Questions can help us in many ways – but not always. Have you ever asked a question and had it fall flat, or even leave people hurt or angry? Did that outcome surprise you? Has a question ever left you wondering, “Why are they asking me?” or “What is the point of this question?” After considering both sides of this situation, it is clear there is more to being an effective question-asker than simply having a great question. Beyond the words themselves, your intention when asking is critical to your success.
Effectively conveying your true intention when asking a question starts before you ask and goes beyond the question itself. Here are some steps to take to make sure the questions you ask serve you in positive ways.
Before You Ask
The single most important factor in asking effective questions is the intent behind the question. I cannot stress this enough. Before you ask the question, know your intention. Why are you asking? Recognizing and understanding the purpose for asking the question can help ensure the clarity of the exchange. It is also an opportunity for self-reflection and even self-check. If your intention is to shame, blame, or belittle, stop and don’t ask at all. Will having that negative intention serve you, the situation, and your relationship in any positive way?
It’s not likely – so don’t do it.
Focus on what is positive in your intent– to learn, to share, to engage. Make it clear in your mind first. When your intention in asking is clear to you, it is much more likely to be clear to the other person. But it is not guaranteed.
So, what can you do to increase the clarity in your questions? Once your (positive) intention is internally clear, consider:
- Your audience. Whom are you asking – is it one person or a group? How do you expect they might take the question, based on their thoughts on the topic? Given that, is there a best way to ask the question?
- The situation. Is there angst, anger, or stress in the situation? Do people see the topic as high-stakes? If so, making your intention clearer is critical and may take additional effort or finesse.
- Your relationship with them. What is the level of comfort and trust people have in you? The higher these factors are, the less risk there is in having your intention misunderstood. But it can still happen.

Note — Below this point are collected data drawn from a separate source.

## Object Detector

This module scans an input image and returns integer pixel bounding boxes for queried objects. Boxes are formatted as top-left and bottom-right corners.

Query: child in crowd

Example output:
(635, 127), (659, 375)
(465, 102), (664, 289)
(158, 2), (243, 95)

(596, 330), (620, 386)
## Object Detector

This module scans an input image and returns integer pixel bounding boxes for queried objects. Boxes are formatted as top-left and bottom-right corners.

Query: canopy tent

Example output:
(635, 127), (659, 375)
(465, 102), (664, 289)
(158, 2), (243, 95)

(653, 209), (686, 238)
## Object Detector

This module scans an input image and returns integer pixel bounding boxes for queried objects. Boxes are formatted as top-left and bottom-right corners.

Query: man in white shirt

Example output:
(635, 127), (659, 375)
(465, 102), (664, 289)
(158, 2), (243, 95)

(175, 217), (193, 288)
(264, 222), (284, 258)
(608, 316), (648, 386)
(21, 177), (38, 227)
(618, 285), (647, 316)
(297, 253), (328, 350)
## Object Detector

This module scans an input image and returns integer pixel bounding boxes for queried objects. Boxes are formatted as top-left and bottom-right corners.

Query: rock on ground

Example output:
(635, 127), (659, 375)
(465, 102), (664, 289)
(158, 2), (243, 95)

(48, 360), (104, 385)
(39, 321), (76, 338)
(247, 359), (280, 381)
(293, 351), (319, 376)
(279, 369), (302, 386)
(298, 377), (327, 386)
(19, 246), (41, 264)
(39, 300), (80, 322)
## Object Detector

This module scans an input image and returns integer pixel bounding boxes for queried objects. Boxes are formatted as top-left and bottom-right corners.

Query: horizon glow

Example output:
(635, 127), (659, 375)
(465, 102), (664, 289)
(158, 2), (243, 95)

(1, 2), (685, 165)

- Any positional differences. Because of your role, your questions may be unintentionally misinterpreted. As a leader, a teacher, or even a parent, this is an especially important copoint to consider.
As You Ask
Based on a clear internal intention and some thought about the situation, now you can ask your question. Do these three things:
- Consider a preamble. If you are concerned about the possibility of misunderstanding your intention in asking, state it up front. Start the exchange with, “Before I ask, let me tell you my intention.” Or “I’m not sure how to ask – so let me explain why I am asking first.”
- Read the room. Consider the emotional state of those you are about to ask. Adjust the phrasing or timing of your question accordingly.
- Watch body language. After you ask, notice how people react. You might quickly find that your question didn’t land effectively. By watching for that, you can be ready for what comes next.
After You Ask
Your opportunity for clarity doesn’t end with the question. You can still clarify your intention and get even better results after your question.
- Remove the pressure. After you ask, take a breath and observe. Give people a chance to think about their response. Too much urgency from you could confuse them, leading them to question your intent in asking.
- Clarify (or reclarify) your intention. Maybe you thought your intent was clear. Maybe you stated it already. And you still may need to state it again. After all, can you ever be “too clear?”
- Restate your question. If it seems people are misunderstanding or misinterpreting, ask the question again. Perhaps add the encouragement and reassurance of a preamble the second time.
- Reassure and thank people. Thank people for hanging in with you and not jumping to negative conclusions. Reassure them that your intent was positive. Finally, if appropriate, let them know what you will do with their input as a next step.
Sometimes our intention isn’t clear enough to us, and more often it can be misinterpreted by others. With this understanding, we can take positive actions to improve the value and benefit of our questions. A successful exchange through well-intended questions and responses builds trust and relationships.